Kementerian ESDM Tetapkan Denda Rp6,5 miliar per Hektar Bagi Pelanggaran Tambang di Hutan

- Kementerian ESDM menetapkan denda administratif bagi pelanggar kegiatan usaha pertambangan di kawasan hutan untuk komoditas strategis.
- Besaran tarif denda ditetapkan berdasarkan hasil kesepakatan, dengan sanksi tertinggi mencapai Rp6,5 miliar per hektare untuk pelanggaran pertambangan Nikel.
- Regulasi ini dibuat untuk menindak pelanggar kaidah pertambangan yang merugikan masyarakat dan menanggulangi kerugian negara serta dampak lingkungan.
Jakarta, FORTUNE - Kementerian Energi dan Sumber Daya Mineral (ESDM) menetapkaan denda administratif bagi pelanggar kegiatan usaha pertambangan yang dilakukan di kawasan hutan untuk komoditas strategis. Aturan ini tertuang dalam Keputusan Menteri (Kepmen) ESDM Nomor 391.K/MB.01/MEM.B/2025 tentang Tarif Denda Administratif Pelanggaran Kegiatan Usaha Pertambangan di Kawasan Hutan untuk Komoditas Nikel, Bauksit, Timah, dan Batubara.

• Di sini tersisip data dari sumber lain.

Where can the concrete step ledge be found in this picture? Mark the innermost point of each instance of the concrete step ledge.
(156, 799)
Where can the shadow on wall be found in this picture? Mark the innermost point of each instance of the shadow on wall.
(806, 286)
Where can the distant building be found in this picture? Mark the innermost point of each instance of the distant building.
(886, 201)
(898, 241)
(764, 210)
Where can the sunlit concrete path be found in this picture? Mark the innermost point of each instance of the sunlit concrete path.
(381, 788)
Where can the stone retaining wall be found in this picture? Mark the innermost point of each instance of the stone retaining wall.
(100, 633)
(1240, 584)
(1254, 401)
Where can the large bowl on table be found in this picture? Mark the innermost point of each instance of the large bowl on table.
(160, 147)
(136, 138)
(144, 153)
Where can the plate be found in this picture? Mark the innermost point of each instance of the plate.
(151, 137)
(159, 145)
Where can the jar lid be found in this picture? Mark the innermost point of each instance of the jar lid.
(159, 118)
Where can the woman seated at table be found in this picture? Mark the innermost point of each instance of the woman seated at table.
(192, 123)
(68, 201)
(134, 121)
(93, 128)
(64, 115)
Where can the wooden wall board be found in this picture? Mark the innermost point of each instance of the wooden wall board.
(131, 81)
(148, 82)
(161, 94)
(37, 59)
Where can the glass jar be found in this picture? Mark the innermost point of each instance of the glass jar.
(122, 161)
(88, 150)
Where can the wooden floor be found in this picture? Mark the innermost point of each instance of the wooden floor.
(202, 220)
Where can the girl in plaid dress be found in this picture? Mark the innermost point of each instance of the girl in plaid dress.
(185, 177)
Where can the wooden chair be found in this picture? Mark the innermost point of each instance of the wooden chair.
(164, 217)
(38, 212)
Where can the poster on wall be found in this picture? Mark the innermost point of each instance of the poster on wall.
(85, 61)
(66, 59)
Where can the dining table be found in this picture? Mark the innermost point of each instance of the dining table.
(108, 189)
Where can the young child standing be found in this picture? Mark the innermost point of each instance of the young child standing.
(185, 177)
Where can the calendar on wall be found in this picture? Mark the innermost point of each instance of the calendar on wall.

Dalam regulasi tersebut, besaran tarif denda ditetapkan berdasarkan hasil kesepakatan dengan sanksi administrasi tertinggi dikenakan untuk pelanggaran pertambangan nikel, yaitu mencapai Rp6,5 miliar per hektare (ha).
Sementara itu, komoditas bauksit dikenakan denda sebesar Rp1,7 miliar per ha, komoditas timah sebesar Rp1,2 miliar per ha, dan batubara sebesar Rp354 juta per ha.
"Perhitungan penetapan denda administratif atas kegiatan usaha pertambangan di kawasan hutan dalam Keputusan ini didasarkan hasil kesepakatan Satgas PKH sesuai Surat Jaksa Agung Muda Tindak Pidana Khusus Selaku Ketua Pelaksana Satuan Tugas Penertiban Kawasan Hutan Nomor B-2992/Set-PKH/11/2025 tanggal 24 November 2025," demikian bunyi salah satu pasal Kepmen tersebut yang dikutip pada Kamis (10/12).
Dengan demikian, seluruh denda administratif tersebut akan ditagih oleh Satgas PKH dan dicatat sebagai Penerimaan Negara Bukan Pajak (PNBP) pada sektor energi dan sumber daya mineral. Keputusan ini berlaku sejak ditetapkan dan menjadi dasar bagi langkah penindakan oleh Satgas terhadap pelanggaran di lapangan.
Menteri ESDM Bahlil Lahadalia menyatakan bahwa kebijakan ini dibuat untuk menindak pelanggar kaidah pertambangan, terutama bila aktivitas tersebut merugikan masyarakat, sekaligus menanggulangi kerugian negara dan dampak lingkungan.
"Kalau kita mendapatkan dalam evaluasi mereka melanggar, tidak tertib, Maka tidak segan-segan kita akan melakukan tindakan sesuai dengan aturan yang berlaku. Saya tidak segan-segan cabut," ujarnya
Regulasi ini ditandatangani oleh Menteri ESDM Bahlil Lahadalia pada 1 Desember 2025 merupakan tindak lanjut dari Pasal 43A Peraturan Pemerintah Nomor 45 Tahun 2025 tentang Tata Cara Pengenaan Sanksi Administratif dan Tata Cara Penerimaan Negara Bukan Pajak yang Berasal dari Denda Administratif di Bidang Kehutanan.